Beyond the due process concerns, Judge Michel challenged Judge Rader’s views on the propriety of Wuhan court.  For example, Judge Michel  questioned  the scope of relief the Wuhan court could ultimately order and, citing to a blog post from the same blog relied upon in Judge Rader’s declaration, whether the Chinese court system could be “leveraged for strategic advantage” against non-Chinese foreigners.
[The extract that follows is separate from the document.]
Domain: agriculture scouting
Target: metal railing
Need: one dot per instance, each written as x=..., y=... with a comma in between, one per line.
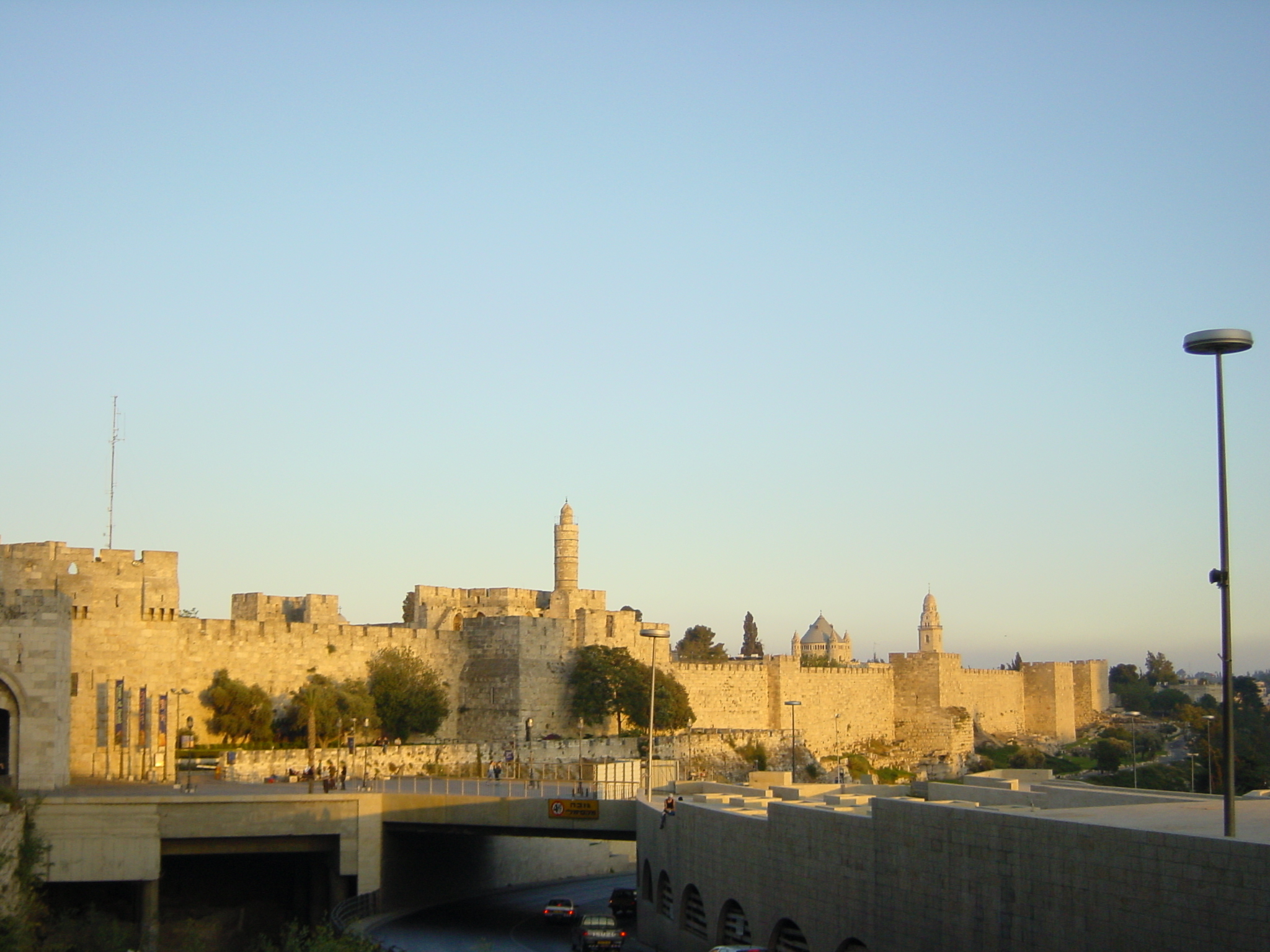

While taking no position on the merits of the underlying dispute, Judge Michel implored Judge Gilstrap to “independently assess whether it should maintain its jurisdiction and proceed with the FRAND dispute ….”  This is not a simple patent dispute, but a FRAND litigation which concerns “immensely important issues that impact global intellectual property rights and valuations.”  In Judge Michel’s view, the fact that Samsung filed its action first should not necessarily outweigh the determination of “which forum will provide the most judicious outcome.”  Additionally, Judge Michel saw no reason why both cases could not proceed in parallel.


¹ In order to prevail in an anti-interference injunction, the movant must show that the “need to prevent vexatious or oppressive litigation and to protect the court’s jurisdiction” outweighs the “need to defer to principles of international comity.” Karaha Bodas Co. v. Perusahaan Pertambangan Minyak Dan Gas Bumi Negara, 335 F.3d 357, 366 (5th Cir. 2003).